This intriguing drama is set in post-colonial India during the 1950s. Lily Macintosh (Greta Scacchi), wife of John (James Wilby), a BBC correspondent, gives premature birth to their second child. When she is unable to provide milk for the ailing child, Cotton Mary (Madhur Jaffrey), an Anglo-Indian nurse at the hospital, comes up with a solution. She secretly takes the infant to her sister Blossom (Neena Gupta), a wheelchair-bound wet nurse.
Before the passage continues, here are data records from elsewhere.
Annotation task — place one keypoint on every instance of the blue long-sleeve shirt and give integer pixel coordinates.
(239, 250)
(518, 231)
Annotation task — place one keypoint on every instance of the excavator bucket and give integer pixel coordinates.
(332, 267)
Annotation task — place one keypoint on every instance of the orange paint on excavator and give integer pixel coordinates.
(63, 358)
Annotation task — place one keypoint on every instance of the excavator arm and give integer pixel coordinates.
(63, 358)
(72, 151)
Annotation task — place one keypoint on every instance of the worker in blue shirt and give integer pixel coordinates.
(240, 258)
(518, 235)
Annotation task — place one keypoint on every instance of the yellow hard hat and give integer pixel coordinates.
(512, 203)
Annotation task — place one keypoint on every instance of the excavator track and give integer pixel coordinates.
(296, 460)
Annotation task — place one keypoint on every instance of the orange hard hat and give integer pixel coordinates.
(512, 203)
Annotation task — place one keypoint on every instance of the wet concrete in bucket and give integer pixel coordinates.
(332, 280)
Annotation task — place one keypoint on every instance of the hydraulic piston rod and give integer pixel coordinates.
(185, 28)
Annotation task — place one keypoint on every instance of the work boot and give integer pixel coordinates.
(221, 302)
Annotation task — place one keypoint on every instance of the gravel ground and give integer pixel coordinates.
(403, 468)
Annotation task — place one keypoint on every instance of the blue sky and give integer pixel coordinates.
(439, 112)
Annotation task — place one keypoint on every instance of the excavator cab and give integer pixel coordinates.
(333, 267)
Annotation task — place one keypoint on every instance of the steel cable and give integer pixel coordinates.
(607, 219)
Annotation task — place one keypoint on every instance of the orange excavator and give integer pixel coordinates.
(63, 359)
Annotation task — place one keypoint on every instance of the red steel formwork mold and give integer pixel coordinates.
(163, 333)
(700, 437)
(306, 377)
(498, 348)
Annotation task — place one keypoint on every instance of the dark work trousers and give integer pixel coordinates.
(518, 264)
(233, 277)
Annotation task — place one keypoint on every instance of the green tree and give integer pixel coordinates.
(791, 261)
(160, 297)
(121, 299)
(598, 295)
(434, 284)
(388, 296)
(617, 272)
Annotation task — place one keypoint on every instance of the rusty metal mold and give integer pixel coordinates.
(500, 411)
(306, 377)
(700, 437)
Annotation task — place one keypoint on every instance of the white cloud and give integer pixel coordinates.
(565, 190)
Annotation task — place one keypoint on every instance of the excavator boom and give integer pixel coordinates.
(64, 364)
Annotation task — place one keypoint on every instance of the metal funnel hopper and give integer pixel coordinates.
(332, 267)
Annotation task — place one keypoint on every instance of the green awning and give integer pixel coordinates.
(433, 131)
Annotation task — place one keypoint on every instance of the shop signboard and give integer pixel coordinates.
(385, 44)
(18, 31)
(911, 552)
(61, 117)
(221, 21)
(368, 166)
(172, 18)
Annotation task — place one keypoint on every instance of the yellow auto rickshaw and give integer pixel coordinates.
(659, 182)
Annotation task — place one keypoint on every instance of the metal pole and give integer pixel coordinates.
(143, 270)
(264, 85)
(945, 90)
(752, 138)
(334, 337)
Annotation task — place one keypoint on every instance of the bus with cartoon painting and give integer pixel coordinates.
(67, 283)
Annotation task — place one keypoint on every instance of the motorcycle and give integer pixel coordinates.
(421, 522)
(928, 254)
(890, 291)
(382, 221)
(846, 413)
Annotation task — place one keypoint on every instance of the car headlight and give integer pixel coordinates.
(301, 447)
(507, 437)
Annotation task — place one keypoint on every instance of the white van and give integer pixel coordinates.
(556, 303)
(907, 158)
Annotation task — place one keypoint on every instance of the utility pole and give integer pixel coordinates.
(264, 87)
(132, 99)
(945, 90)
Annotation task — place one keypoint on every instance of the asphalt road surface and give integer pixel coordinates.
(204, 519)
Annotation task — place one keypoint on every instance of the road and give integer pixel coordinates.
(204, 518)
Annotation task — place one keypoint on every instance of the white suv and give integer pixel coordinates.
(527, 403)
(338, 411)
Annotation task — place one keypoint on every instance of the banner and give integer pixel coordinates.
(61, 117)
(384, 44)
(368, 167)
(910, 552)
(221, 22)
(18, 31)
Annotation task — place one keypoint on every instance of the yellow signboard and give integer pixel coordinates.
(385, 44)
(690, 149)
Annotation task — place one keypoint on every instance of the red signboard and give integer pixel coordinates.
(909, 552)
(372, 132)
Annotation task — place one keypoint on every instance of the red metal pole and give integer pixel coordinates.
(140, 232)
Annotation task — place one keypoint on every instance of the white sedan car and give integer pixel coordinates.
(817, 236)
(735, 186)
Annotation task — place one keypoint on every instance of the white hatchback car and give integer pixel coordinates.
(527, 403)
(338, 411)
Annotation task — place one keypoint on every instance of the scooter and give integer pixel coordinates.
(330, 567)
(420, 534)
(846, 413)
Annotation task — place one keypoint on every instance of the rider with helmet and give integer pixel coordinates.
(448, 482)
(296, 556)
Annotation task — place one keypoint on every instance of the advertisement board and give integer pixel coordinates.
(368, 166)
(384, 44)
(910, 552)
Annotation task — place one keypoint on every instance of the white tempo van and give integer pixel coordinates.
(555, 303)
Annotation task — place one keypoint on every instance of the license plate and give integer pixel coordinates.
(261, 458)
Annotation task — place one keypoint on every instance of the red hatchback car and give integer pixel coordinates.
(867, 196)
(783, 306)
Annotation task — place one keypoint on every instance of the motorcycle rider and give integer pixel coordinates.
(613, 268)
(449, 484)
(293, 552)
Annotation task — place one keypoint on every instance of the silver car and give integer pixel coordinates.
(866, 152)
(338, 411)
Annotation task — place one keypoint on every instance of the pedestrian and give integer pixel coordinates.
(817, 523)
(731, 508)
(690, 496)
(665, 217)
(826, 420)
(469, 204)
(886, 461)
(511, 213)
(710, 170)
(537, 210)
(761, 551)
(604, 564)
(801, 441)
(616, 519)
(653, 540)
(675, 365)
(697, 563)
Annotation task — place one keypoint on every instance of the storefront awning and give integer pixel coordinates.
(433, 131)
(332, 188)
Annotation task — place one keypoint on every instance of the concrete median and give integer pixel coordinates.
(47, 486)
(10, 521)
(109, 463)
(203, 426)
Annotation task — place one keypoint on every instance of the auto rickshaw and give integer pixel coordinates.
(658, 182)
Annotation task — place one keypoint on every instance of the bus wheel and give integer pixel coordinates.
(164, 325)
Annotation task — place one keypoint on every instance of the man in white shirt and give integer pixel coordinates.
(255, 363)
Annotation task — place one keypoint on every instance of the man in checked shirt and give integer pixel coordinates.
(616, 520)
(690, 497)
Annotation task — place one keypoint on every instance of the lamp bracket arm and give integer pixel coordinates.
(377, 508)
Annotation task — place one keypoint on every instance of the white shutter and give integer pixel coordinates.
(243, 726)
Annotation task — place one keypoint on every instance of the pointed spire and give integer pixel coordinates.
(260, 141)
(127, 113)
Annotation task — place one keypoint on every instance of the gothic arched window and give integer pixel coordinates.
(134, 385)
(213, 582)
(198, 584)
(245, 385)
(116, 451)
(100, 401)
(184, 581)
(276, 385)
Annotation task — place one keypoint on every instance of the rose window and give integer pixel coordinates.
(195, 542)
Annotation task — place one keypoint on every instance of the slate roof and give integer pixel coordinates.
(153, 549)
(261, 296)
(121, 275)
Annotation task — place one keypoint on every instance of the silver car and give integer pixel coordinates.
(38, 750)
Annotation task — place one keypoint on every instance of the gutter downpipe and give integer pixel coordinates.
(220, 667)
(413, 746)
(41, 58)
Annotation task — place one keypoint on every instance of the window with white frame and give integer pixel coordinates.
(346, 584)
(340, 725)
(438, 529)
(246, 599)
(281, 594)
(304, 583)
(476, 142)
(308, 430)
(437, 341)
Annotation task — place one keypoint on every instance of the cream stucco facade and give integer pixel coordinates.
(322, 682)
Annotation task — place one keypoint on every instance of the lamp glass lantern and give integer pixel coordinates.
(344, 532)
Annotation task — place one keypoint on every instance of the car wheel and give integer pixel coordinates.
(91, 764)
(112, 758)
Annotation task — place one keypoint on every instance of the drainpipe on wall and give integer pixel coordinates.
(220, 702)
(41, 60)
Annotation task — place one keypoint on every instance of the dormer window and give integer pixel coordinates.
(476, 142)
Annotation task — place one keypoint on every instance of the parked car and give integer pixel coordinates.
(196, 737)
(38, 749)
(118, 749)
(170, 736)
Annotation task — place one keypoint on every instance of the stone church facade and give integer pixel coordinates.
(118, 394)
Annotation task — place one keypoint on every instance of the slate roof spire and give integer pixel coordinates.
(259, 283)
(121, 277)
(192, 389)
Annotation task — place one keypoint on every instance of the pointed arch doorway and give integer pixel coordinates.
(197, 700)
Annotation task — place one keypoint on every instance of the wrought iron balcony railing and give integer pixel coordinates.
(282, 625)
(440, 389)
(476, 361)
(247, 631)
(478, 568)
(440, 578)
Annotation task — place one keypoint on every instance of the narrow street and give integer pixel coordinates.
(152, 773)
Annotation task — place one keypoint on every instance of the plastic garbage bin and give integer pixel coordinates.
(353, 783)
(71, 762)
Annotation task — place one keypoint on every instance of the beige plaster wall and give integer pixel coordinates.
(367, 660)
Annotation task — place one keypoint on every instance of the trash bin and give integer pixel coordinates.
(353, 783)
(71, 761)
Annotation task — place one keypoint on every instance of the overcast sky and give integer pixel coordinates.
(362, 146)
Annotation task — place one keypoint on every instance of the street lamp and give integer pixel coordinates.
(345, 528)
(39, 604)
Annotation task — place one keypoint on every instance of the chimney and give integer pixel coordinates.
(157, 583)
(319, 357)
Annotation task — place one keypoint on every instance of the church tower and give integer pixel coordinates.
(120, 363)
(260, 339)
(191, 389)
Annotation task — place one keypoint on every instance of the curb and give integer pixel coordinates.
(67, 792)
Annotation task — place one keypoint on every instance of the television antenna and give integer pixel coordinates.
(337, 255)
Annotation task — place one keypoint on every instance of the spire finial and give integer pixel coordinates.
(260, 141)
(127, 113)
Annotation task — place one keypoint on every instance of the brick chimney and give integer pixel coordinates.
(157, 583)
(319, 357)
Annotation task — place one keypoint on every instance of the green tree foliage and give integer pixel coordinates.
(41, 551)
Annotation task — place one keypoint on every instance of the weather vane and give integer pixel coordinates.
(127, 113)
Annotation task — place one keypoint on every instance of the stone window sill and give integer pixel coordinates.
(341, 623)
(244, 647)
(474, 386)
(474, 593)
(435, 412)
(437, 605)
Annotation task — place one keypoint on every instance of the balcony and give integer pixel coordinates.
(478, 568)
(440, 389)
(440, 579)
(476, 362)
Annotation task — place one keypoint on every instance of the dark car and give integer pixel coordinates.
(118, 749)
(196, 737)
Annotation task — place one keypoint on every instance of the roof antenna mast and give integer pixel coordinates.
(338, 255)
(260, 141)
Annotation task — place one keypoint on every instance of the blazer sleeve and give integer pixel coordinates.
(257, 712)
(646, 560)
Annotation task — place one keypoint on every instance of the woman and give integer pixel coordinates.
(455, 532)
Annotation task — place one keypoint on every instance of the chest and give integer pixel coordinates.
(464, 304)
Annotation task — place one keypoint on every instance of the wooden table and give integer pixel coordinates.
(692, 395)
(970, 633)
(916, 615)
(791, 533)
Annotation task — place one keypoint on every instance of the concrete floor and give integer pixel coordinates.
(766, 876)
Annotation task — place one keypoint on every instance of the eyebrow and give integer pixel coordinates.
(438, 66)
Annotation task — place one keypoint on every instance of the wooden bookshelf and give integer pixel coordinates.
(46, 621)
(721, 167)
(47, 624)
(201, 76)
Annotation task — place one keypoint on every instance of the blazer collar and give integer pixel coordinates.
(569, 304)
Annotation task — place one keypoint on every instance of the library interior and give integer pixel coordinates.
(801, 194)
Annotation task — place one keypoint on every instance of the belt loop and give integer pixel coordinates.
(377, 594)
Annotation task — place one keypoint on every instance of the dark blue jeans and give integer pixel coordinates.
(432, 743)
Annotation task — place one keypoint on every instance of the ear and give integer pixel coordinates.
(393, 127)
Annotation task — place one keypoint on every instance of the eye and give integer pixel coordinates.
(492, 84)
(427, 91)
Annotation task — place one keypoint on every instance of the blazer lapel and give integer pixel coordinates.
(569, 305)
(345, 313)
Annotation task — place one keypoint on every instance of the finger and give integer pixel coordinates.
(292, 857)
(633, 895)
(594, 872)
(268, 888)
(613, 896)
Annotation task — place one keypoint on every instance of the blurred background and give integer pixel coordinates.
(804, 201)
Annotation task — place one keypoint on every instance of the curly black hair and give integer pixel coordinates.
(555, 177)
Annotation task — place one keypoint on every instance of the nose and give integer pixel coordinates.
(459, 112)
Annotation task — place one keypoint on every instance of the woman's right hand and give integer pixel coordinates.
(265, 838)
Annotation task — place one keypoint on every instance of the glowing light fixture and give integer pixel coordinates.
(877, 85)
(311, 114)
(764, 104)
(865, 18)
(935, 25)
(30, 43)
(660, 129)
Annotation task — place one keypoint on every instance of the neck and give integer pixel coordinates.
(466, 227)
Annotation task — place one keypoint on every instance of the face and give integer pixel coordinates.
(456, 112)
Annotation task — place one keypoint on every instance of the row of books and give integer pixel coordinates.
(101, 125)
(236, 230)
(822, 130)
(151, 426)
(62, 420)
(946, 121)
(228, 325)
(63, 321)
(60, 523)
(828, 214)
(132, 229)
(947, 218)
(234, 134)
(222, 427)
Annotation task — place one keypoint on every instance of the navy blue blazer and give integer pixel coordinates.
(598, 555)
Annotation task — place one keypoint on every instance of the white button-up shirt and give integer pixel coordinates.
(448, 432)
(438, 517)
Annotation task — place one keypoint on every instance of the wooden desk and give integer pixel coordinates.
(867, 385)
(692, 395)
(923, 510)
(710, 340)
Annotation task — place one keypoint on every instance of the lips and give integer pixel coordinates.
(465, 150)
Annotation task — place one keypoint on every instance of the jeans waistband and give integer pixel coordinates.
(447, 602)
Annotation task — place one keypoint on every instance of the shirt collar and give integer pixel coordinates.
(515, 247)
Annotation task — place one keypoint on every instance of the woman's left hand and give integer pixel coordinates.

The tightly focused screenplay by Alexandra Viets examines the plight of the mixed-race Anglo-Indian community at a time when many Indians were coming into their own. Thankful for the health of her new child, Lily hires Mary as a nanny. Feeling the need to assert herself, Mary manages to get Joseph (Virendra Saxena), a loyal family retainer, fired. She sees him as nothing more than a "dirty" Indian. However, her bid for control of the household is undercut by her niece Rosie's (Sakina Jaffrey) affair with John Macintosh. In the end, Mary is forced to come to terms with her lowly place in the new India.

Ismail Merchant directs Cotton Mary with a sure hand, vividly orchestrating its portrait of the dehumanizing effects of class warfare. Madhur Jaffrey gives a riveting performance as the snobbish Cotton Mary, a woman whose refusal to see herself for who she really is results in a terrible fall.